What are your financing options?

  • Personal investment – Investing your own money in the form of cash and/or collateral.
  • Love money – Loans from spouses, parents, family, or friends.
  • Venture capital – Organizations/investors that fund higher risk projects expecting high returns. Be prepared to give up some equity in your business to an external party, so be sure to look for investors that bring relevant experience to the table.
  • Angels – Wealthy individuals or retired company executives who invest directly in smaller firms. In turn for risking their money, they reserve the right to supervise the company’s management practices (i.e. Board of directors)
  • Grants and Subsidies – Government provided aid to companies. Help to cover expenses such as advertising, salaries, equipment, etc. Usually conditional funding.
  • Bank Loans / Lines of credit / Mortgages – Most common sources of funding. Shop around and consider payback periods, interest payments and conditional requirements. Note: designed for manufacturing, distribution, services and tourism sectors, not including retail businesses!


  • For new businesses, must be 100% secured with cash deposit or real estate.
  • If you purchase an existing business, the bank considers it a start-up.
  • The bank can release security after 1-2 years of successful operation.

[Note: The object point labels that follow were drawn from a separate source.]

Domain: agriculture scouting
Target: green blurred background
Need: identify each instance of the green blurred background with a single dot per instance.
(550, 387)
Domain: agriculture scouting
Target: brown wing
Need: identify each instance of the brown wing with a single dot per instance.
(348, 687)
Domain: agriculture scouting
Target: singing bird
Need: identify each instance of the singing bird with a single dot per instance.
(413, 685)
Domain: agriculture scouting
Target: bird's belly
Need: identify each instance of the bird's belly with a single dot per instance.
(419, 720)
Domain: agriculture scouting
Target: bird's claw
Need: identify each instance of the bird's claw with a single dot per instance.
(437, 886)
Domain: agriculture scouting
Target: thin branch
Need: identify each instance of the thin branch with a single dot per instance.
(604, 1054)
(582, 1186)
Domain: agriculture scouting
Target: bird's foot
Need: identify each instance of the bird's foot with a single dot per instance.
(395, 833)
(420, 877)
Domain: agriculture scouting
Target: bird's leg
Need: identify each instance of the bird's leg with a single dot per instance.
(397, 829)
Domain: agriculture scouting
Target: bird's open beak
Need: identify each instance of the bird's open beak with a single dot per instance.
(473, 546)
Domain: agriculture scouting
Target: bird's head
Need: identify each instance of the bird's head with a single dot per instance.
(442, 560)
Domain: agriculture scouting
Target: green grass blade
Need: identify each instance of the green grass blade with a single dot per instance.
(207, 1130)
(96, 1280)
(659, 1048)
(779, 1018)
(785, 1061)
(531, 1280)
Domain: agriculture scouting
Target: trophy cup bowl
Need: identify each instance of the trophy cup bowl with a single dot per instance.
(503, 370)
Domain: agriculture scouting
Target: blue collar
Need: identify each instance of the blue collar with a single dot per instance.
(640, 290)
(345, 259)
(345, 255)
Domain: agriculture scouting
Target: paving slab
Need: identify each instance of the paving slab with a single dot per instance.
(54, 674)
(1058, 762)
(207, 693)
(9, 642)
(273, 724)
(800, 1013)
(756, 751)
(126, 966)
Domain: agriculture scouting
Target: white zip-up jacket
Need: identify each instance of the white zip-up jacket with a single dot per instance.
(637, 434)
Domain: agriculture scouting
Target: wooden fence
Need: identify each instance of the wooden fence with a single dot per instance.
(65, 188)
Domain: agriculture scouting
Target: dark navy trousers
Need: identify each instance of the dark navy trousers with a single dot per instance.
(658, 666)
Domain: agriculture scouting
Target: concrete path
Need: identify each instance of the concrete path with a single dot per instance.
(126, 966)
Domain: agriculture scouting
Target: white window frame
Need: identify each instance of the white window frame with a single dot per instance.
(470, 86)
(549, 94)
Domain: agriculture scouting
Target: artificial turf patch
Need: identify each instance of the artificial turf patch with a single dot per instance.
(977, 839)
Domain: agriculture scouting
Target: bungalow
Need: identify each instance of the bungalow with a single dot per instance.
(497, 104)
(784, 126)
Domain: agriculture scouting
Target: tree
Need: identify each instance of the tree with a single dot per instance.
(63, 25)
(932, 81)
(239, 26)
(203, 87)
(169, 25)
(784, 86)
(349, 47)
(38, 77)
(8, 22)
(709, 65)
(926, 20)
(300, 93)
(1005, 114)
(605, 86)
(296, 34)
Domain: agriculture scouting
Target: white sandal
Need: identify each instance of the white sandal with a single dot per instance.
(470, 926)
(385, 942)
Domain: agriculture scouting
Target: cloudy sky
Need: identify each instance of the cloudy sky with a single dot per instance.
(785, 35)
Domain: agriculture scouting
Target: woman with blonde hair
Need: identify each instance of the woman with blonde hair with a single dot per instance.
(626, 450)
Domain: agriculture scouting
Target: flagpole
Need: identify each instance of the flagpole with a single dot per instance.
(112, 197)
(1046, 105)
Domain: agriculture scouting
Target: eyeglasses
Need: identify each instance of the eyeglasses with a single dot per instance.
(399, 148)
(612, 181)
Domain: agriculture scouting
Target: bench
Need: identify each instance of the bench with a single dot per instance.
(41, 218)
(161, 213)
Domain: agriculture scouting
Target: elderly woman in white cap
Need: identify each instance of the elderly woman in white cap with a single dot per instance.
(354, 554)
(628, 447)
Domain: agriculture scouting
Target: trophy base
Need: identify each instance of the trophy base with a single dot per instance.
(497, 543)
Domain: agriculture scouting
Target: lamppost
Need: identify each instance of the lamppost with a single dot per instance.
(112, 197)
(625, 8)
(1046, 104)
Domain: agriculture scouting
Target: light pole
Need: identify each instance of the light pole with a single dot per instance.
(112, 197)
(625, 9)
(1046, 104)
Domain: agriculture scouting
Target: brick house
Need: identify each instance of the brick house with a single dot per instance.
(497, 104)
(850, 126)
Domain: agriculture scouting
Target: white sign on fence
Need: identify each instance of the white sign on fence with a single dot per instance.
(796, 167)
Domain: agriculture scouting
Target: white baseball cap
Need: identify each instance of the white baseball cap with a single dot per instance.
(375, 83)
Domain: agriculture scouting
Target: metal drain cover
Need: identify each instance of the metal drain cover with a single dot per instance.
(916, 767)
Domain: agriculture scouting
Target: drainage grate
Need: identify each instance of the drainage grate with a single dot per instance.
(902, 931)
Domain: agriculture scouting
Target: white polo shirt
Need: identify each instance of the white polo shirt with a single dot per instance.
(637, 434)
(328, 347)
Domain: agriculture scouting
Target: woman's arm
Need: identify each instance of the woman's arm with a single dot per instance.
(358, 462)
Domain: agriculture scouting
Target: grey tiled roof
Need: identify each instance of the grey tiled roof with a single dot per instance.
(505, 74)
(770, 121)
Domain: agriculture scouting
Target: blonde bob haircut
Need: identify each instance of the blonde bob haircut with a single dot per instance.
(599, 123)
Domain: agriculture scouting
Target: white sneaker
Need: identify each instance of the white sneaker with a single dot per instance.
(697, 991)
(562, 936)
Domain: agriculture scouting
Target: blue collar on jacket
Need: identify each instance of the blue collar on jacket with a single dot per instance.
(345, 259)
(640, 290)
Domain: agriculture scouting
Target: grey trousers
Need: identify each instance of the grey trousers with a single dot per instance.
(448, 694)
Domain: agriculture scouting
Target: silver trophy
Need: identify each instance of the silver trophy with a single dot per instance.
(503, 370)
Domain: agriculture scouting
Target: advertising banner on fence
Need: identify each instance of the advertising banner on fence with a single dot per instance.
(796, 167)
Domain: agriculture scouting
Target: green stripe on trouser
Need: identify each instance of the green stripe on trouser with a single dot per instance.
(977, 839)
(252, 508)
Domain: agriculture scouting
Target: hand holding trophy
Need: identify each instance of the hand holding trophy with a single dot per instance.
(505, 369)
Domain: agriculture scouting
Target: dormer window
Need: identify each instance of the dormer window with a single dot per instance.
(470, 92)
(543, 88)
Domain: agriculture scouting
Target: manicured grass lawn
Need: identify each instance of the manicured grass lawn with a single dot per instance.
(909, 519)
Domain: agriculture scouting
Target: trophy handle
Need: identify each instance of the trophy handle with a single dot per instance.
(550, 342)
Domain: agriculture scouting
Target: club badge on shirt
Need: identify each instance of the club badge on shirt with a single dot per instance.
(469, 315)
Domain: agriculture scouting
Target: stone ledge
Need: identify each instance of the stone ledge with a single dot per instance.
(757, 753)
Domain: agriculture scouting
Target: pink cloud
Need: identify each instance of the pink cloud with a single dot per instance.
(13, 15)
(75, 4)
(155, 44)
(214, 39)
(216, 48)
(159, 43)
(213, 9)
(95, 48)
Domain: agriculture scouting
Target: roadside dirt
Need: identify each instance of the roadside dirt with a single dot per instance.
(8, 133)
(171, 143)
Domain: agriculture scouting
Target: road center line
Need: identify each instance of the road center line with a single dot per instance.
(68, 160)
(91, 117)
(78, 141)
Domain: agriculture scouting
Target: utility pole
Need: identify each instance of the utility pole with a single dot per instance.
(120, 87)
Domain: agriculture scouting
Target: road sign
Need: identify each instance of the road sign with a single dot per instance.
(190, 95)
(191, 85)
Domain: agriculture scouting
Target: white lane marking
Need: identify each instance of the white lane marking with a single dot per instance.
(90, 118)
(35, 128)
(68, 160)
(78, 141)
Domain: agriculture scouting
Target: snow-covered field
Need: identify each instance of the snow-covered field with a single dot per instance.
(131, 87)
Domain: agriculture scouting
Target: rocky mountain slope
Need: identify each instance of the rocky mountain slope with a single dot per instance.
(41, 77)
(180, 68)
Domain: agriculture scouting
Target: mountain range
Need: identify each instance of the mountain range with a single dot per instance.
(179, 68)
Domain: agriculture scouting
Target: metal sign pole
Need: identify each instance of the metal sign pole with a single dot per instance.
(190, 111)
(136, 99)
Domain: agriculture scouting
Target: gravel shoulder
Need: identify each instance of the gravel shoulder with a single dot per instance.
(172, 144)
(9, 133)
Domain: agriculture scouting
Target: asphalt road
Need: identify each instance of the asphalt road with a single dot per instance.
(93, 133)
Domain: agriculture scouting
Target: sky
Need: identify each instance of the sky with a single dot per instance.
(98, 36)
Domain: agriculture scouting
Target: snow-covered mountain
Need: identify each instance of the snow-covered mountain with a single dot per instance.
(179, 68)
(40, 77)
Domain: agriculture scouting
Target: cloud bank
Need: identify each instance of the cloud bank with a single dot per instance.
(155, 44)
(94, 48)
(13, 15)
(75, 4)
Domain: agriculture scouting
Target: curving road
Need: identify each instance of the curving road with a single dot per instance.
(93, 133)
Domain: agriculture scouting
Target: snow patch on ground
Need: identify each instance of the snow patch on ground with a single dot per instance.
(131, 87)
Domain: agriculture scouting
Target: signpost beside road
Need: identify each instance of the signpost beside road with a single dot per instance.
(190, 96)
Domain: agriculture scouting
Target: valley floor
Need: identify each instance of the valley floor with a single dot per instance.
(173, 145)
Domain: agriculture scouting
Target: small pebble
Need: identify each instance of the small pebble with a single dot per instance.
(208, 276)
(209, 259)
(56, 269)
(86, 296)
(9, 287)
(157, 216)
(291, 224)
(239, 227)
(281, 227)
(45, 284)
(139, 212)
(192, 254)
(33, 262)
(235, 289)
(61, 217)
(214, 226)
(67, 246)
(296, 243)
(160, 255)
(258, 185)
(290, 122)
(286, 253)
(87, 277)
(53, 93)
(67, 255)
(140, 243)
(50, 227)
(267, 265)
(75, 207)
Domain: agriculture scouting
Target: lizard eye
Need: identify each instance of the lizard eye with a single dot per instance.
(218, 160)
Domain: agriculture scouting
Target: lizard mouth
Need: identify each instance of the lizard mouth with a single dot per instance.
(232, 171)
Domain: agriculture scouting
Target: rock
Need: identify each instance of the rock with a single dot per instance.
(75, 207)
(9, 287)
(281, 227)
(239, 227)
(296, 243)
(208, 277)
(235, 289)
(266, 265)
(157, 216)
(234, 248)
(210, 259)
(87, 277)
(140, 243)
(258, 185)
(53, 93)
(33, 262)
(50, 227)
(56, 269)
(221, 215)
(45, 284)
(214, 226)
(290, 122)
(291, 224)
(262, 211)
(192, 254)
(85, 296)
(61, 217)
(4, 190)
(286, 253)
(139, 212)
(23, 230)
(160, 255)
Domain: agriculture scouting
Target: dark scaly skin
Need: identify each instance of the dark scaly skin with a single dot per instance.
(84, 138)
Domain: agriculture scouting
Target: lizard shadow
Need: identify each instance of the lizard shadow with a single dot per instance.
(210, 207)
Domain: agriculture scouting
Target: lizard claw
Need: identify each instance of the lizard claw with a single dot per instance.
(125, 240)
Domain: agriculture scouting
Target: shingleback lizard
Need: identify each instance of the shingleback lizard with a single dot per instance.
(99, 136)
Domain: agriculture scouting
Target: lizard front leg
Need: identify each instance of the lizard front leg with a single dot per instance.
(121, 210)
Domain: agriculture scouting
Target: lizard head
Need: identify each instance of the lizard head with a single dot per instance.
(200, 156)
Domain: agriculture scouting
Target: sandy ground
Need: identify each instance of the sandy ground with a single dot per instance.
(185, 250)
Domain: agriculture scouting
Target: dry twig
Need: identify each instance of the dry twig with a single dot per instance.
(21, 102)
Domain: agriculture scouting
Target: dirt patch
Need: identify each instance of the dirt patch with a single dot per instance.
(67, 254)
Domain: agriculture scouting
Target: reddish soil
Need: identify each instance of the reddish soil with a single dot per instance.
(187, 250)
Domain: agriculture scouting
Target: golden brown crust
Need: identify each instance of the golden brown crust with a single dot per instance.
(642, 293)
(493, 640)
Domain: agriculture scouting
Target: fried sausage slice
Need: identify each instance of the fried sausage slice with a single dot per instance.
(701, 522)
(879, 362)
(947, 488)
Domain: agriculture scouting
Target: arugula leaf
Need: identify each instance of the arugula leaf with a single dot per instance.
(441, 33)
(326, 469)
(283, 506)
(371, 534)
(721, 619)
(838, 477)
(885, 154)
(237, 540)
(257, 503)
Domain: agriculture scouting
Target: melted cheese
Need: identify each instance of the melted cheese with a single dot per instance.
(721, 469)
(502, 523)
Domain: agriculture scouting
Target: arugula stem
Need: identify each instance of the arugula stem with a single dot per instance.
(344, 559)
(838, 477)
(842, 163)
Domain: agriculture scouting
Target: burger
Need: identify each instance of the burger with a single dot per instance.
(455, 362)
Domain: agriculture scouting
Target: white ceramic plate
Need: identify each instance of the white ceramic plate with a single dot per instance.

Any financing will require a thorough business plan and financial statements

  • Describe your idea.
  • Describe and emphasize owner work experience and history.
  • Back up with feasibility study.
  • Complete comprehensive financial analysis statements and ratio analysis. Assess your market – What is the industry and where do you fit it?

What a lender is looking for?

Any lender will evaluate a funding request based on the following four factors. Understanding their criteria will help you prepare.

  • Management – Personal Characteristics / history / abilities of owner / operator / experience / industry / personal credit history / previous success in the
  • Earnings / Potential Earnings – If existing business, is it profitable? Is there sufficient cash flow?
  • Investment – How much has the owner / operator invested personally? Investment shows commitment.
  • Security – Does the owner /operator have assets /collateral to back up the loan? May not require 100% security, but it shows stability and previous success.
  • Feasibility – What is your business? Is there a need? How is it justified? Where is your research?
  • Repayment Ability – Debt to Equity = total liabilities / shareholders’ equity (lower ratios preferred by creditors)
    Quick Ratio = quick assets / current liabilities (immediate debt coverage)

Did you know?

If you have gone bankrupt in the last 7 years, a bank will not lend to you.

Restaurants have a higher failure rate – it’s harder for them to get $$$.

How you present yourself & your business will have a strong bearing on how you are treated.

Banks are like franchises – they are proven business systems with history and future.

Banks are like owners with personal equity invested in business – it shows commitment.

You need some cash – 10% at the very minimum

You need a solid business plan.

You need a clean credit history.

You need to present yourself professionally and have done your homework.